Table 6.
Effect of added Cu and diet type on gut morphology and relative mRNA gene expression of intestinal fatty acid binding protein (iFABP), copper transporter protein-1 (CTR1), and glucagon-like peptide 1 (GLP-1R) in the proximal and distal small intestinal (SI) of finishing pigs1
| Added Cu,2 mg/kg: | 0 | 150 | SEM | Probability, P < | ||||
|---|---|---|---|---|---|---|---|---|
| Diet type: | Corn-soy | By-product3 | Corn-soy | By-product3 | Cu × diet type | Cu | Diet type | |
| Gut morphology, μm | ||||||||
| Proximal SI | ||||||||
| Villus height | 290 | 277 | 277 | 274 | 9.3 | 0.625 | 0.376 | 0.369 |
| Crypt depth | 244 | 244 | 214 | 221 | 16.7 | 0.843 | 0.102 | 0.874 |
| Villus:crypt ratio | 1.25 | 1.17 | 1.38 | 1.27 | 0.105 | 0.892 | 0.253 | 0.367 |
| Distal SI | ||||||||
| Villus height | 412 | 404 | 375 | 400 | 17.9 | 0.340 | 0.230 | 0.615 |
| Crypt depth | 227 | 223 | 202 | 212 | 7.6 | 0.330 | 0.017 | 0.683 |
| Villus:crypt ratio | 1.83 | 1.83 | 1.88 | 1.92 | 0.106 | 0.834 | 0.514 | 0.823 |
| Relative mRNA gene expression4 | ||||||||
| Proximal SI | ||||||||
| iFABP | 0.289 | 0.360 | 0.316 | 0.325 | 0.072 | 0.442 | 0.870 | 0.741 |
| CTR1 | 0.591 | 0.601 | 0.661 | 0.528 | 0.130 | 0.363 | 0.882 | 0.457 |
| GLP-1R | 0.800 | 0.802 | 1.364 | 0.957 | 0.420 | 0.623 | 0.391 | 0.685 |
| Distal SI | ||||||||
| iFABP | 1.143 | 0.726 | 0.664 | 0.571 | 0.178 | 0.283 | 0.032 | 0.258 |
| CTR1 | 1.189 | 0.995 | 1.028 | 1.151 | 0.198 | 0.713 | 0.813 | 0.634 |
| GLP-1R | 2.336 | 1.592 | 2.088 | 1.718 | 0.566 | 0.575 | 0.664 | 0.382 |
1A total of 84 pigs (PIC 337 × 1050; initially 27.6 kg BW) were used in a 117-d experiment with 2 pigs per pen and 7 replications per treatment.
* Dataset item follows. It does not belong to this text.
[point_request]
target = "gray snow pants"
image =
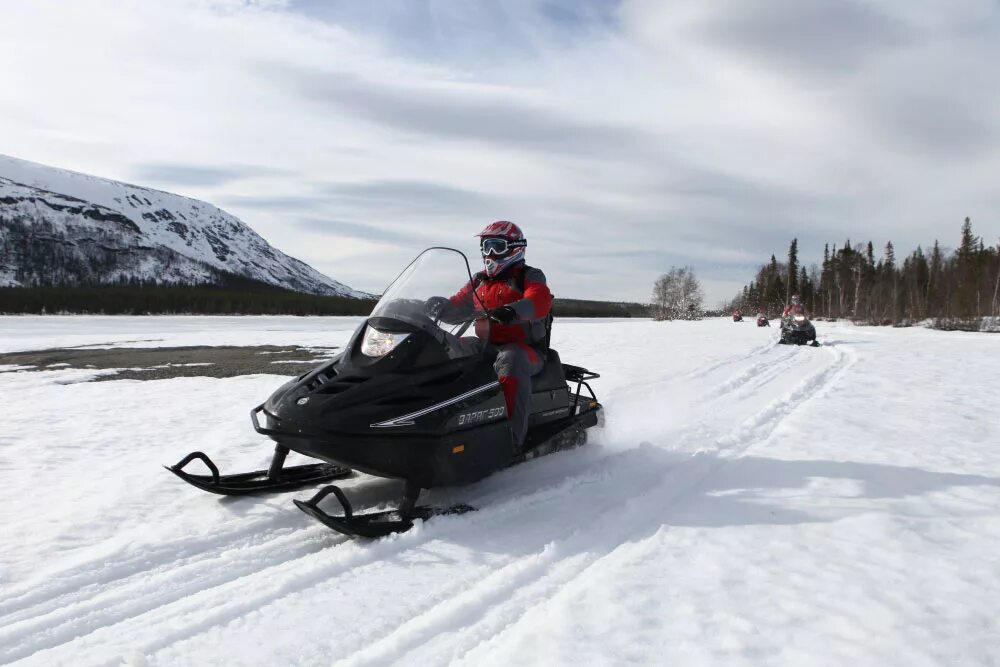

2Tri-basic copper chloride (Intellibond C; Micronutrients, Inc., Indianapolis, IN).
3Refers to a diet containing 30% distillers dried grains with solubles (DDGS) and 15% bakery meal.
4All values indicate relative expression of genes. Normalized expression (ΔCt) for each sample was determined using ribosomal protein L4 as an endogenous control gene. The average normalized expression of the pooled control sample was used as the calibrator to calculate relative gene expression. For each sample, relative expression was calculated as 2−ΔΔCt, in which ΔΔCt represents ΔCt sample − ΔCt calibrator (Livak and Schmittgen, 2001).